URBANISASI DAN DESA YANG TERPINGGIRKAN
Oleh: Agus Sjafari*
Mudik lebaran dan urbanisasi merupakan fenomena sosial tersendiri yang ada di beberapa kota besar di Indonesia. Dua fenomena tersebut seolah menjadi "dua sisi mata uang" yang saling melengkapi, terutama aspek negatif dari kedua fenomena tersebut.
Setiap tahun beberapa kota besar menanggung beban penduduk yang selalu bertambah.
Dengan bertambahnya penduduk setiap tahunnya maka kota besar akan menanggung beban problematika sosial yang mengikutinya, misalnya beban ketersediaan lapangan pekerjaan yang harus bertambah, beban pengangguran yang semakin banyak, kemiskinan penduduk yang semakin tinggi, tingkat kriminalitas perkotaan yang semakin tinggi, serta beberpa problematika sosial ekonomi perkotaan lainnya.
Bagi kota besar yang tidak terlalu padat penduduknya mungkin hal tersebut tidak terlalu menjadi masalah seiring dengan perkembangan kotanya, namun bagi kota besar yang jumlah penduduknya sudah sangat padat maka akan dihadapkan dengan sejuta masalah -- masalah tersebut.

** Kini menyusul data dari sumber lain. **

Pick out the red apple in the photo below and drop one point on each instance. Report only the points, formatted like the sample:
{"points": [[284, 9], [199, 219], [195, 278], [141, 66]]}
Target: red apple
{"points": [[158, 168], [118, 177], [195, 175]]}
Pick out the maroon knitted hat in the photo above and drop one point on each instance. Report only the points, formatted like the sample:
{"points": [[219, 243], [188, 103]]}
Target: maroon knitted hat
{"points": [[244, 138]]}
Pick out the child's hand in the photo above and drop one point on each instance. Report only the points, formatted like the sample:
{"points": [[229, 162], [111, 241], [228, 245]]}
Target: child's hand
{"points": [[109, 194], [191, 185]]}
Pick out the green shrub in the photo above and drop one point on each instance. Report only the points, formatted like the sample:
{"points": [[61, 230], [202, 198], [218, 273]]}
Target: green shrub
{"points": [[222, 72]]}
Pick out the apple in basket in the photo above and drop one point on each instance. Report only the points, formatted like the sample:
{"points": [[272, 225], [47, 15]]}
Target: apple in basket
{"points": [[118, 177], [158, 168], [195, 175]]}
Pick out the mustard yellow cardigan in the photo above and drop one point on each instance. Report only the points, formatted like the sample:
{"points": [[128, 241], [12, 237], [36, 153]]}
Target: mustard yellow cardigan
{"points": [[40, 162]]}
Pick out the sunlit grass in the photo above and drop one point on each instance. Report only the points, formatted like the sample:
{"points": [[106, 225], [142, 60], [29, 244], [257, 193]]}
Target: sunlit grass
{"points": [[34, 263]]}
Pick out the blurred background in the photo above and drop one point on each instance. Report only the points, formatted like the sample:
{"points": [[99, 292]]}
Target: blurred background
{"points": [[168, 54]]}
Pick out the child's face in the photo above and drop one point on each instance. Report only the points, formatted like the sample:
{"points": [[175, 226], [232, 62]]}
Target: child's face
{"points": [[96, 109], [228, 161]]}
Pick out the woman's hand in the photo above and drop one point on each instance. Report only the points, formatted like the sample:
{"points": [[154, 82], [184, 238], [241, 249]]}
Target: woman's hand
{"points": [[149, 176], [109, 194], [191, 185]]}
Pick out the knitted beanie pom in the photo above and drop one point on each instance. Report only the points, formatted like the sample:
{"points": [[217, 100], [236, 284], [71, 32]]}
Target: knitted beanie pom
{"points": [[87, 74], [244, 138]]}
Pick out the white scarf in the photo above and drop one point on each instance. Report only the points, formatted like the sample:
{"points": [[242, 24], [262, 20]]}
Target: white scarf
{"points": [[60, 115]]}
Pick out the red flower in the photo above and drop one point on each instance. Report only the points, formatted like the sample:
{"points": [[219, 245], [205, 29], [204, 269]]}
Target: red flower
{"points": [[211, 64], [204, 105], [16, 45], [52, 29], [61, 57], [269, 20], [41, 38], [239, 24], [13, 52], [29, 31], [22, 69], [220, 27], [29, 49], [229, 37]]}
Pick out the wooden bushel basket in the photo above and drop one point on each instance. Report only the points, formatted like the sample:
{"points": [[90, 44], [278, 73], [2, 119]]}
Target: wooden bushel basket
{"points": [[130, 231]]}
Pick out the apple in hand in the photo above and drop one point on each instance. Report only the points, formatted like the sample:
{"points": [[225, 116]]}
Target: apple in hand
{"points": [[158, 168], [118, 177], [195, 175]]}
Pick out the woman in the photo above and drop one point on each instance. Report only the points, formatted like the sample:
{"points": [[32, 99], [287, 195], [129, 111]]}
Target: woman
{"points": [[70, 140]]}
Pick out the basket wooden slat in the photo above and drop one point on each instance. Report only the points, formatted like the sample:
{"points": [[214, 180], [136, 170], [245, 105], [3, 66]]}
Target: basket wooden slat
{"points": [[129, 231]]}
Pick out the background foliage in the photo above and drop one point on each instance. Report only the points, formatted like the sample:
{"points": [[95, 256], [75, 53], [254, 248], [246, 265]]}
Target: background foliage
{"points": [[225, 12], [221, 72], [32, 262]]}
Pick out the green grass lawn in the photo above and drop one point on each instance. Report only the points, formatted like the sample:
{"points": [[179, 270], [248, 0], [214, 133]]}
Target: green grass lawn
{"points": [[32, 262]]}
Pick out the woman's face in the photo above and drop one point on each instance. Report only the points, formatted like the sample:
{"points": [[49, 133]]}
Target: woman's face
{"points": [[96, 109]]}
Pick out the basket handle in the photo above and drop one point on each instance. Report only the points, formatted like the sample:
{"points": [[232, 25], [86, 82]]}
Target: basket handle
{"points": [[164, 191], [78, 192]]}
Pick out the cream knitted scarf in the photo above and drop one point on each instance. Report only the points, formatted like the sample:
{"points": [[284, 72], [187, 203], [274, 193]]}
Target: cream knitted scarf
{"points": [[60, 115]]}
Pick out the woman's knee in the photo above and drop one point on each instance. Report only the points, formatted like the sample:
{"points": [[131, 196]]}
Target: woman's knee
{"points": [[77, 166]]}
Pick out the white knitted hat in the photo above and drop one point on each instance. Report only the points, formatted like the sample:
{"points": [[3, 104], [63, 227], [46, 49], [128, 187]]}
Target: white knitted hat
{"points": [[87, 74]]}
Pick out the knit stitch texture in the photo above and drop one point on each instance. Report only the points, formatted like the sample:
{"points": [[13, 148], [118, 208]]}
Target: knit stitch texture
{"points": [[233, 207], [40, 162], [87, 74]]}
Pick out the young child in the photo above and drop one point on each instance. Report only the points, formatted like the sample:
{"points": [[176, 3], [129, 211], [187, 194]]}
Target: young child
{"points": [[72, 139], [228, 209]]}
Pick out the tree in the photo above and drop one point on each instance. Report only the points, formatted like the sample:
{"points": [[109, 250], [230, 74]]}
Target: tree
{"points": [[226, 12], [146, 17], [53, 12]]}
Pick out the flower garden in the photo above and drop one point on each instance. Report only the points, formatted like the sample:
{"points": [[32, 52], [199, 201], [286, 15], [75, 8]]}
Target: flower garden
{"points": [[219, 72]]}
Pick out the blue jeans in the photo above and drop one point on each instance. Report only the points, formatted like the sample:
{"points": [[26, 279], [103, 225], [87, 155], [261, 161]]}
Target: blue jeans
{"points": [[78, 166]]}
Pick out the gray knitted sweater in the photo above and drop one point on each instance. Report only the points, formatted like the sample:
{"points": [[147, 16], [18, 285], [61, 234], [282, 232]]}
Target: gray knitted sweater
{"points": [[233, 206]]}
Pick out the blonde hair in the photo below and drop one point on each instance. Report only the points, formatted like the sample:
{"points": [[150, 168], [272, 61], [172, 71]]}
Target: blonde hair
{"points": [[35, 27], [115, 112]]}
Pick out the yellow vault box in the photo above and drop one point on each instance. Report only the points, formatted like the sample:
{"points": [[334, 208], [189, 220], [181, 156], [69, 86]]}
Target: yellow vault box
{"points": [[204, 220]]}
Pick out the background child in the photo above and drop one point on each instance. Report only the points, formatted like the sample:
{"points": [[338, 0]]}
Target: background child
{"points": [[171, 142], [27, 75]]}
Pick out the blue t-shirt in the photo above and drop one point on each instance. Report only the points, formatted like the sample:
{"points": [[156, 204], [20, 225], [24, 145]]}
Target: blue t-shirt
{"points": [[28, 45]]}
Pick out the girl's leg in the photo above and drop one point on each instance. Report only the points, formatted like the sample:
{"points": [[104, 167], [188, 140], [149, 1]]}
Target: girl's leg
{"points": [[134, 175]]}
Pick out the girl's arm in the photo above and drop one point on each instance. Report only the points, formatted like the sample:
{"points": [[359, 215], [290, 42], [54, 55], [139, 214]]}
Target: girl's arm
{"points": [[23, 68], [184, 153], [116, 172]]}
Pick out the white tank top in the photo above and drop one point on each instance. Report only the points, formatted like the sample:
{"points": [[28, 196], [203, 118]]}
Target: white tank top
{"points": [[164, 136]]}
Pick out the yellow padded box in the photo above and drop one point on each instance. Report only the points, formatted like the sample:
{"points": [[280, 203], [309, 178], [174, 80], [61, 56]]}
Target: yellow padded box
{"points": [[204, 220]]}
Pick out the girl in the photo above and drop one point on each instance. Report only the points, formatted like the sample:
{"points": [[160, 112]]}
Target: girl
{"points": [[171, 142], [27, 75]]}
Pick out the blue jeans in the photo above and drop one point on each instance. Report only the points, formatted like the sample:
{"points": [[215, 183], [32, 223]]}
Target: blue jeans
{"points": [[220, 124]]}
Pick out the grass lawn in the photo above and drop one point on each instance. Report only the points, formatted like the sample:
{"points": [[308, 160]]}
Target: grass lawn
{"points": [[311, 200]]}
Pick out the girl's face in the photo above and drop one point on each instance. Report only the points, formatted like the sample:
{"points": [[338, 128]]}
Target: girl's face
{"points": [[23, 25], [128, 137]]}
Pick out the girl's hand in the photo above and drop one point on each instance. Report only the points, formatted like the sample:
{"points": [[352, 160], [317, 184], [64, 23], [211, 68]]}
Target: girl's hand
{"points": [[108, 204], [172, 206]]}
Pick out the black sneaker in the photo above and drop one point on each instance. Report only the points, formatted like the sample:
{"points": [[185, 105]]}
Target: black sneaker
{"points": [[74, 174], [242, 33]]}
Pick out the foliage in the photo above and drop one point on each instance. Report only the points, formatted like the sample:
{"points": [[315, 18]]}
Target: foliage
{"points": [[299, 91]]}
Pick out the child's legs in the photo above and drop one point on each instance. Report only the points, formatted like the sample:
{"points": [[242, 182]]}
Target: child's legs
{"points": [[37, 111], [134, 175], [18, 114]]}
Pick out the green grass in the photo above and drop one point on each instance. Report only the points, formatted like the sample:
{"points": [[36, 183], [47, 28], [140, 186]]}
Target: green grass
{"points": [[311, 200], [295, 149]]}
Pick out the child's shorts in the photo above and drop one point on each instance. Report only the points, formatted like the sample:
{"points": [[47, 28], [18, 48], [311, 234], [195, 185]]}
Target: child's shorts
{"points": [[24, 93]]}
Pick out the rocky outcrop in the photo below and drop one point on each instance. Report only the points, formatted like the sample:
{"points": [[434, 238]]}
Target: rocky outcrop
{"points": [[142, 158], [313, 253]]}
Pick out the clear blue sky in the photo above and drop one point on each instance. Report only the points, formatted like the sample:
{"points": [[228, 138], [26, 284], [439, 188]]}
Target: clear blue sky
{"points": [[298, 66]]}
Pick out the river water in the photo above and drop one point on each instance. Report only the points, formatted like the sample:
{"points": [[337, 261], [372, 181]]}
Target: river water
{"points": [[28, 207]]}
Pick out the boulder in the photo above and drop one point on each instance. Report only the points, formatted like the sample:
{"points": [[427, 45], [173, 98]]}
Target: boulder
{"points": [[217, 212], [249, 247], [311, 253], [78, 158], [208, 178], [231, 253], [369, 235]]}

Berdasarkan data dari Statista (2024) dalam kurun waktu tiga tahun terakhir dari tahun 2020 sampai dengan 2022 menunjukkan kenaikan angka urbanisasi antara 1 sampai 2 persen setiap tahunnya.

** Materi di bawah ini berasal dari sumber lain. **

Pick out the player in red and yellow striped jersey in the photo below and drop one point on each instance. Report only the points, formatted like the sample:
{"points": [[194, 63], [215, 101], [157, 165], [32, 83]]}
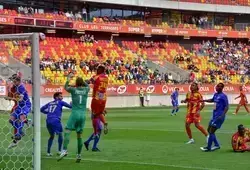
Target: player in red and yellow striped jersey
{"points": [[98, 105], [240, 139], [243, 101], [194, 106]]}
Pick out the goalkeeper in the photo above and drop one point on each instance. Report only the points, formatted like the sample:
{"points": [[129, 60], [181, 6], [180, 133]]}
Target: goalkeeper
{"points": [[76, 121], [240, 140]]}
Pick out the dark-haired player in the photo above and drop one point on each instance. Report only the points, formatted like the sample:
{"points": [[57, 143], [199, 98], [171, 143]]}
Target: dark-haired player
{"points": [[76, 121], [240, 140], [194, 106], [174, 101], [243, 101], [53, 110], [219, 114], [19, 114], [99, 99], [12, 96]]}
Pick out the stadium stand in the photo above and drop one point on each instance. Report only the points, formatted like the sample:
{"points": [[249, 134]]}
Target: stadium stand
{"points": [[223, 2], [59, 56], [189, 22]]}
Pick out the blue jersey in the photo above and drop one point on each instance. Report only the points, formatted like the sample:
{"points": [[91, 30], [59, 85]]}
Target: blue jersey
{"points": [[221, 103], [174, 96], [54, 110], [22, 92]]}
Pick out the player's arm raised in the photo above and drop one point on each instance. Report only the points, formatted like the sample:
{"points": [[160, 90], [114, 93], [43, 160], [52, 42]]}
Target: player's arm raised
{"points": [[202, 103], [45, 109], [186, 99], [209, 100], [66, 105], [237, 97], [66, 86]]}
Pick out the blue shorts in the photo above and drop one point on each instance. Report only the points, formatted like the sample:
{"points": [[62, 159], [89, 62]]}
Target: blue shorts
{"points": [[216, 123], [99, 123], [20, 111], [175, 103], [54, 127]]}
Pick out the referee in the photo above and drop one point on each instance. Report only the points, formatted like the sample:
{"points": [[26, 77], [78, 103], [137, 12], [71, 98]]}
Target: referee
{"points": [[141, 96]]}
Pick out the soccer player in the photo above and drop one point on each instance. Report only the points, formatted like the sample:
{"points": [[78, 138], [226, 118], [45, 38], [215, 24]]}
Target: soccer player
{"points": [[12, 95], [174, 100], [19, 115], [243, 101], [97, 127], [53, 110], [76, 121], [240, 139], [219, 114], [194, 106], [99, 99]]}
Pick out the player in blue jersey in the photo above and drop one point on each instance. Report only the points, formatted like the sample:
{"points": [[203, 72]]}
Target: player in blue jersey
{"points": [[174, 100], [53, 110], [19, 114], [97, 128], [219, 114]]}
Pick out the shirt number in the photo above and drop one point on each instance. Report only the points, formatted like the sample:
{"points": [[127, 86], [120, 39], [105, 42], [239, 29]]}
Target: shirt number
{"points": [[103, 85], [80, 99], [101, 96], [52, 108]]}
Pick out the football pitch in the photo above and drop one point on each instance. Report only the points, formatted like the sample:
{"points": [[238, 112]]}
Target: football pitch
{"points": [[150, 139]]}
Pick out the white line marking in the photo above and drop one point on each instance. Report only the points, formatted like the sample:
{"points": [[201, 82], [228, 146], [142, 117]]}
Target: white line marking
{"points": [[162, 130], [141, 163]]}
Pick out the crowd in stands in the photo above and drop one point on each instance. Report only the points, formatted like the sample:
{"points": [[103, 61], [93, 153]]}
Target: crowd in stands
{"points": [[87, 38], [227, 59], [200, 21], [189, 21], [39, 13], [136, 73], [230, 58]]}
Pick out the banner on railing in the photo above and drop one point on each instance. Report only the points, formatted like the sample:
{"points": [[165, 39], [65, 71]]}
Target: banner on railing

Tahun 2020 terdapat angka sebesar 56,64 %, Tahun 2021 sebesar 57,29% dan Tahun 2022 sebesar 57,93%. Angka -- angka tersebut menunjukkan tingkat mobilisasi penduduk dari desa ke kota menunjukkan angka yang cukup besar dan akan selalu bertambah.
Daya tarik dalam fenomena urbanisasi ini tentunya banyak faktor, hukum yang menyatakan "ada gula ada semut" masih sangat relevan dalam fenomena urbanisasi. Kota besar tentu saja menjadi daya tarik yang luar biasa bagi penduduk dari desa.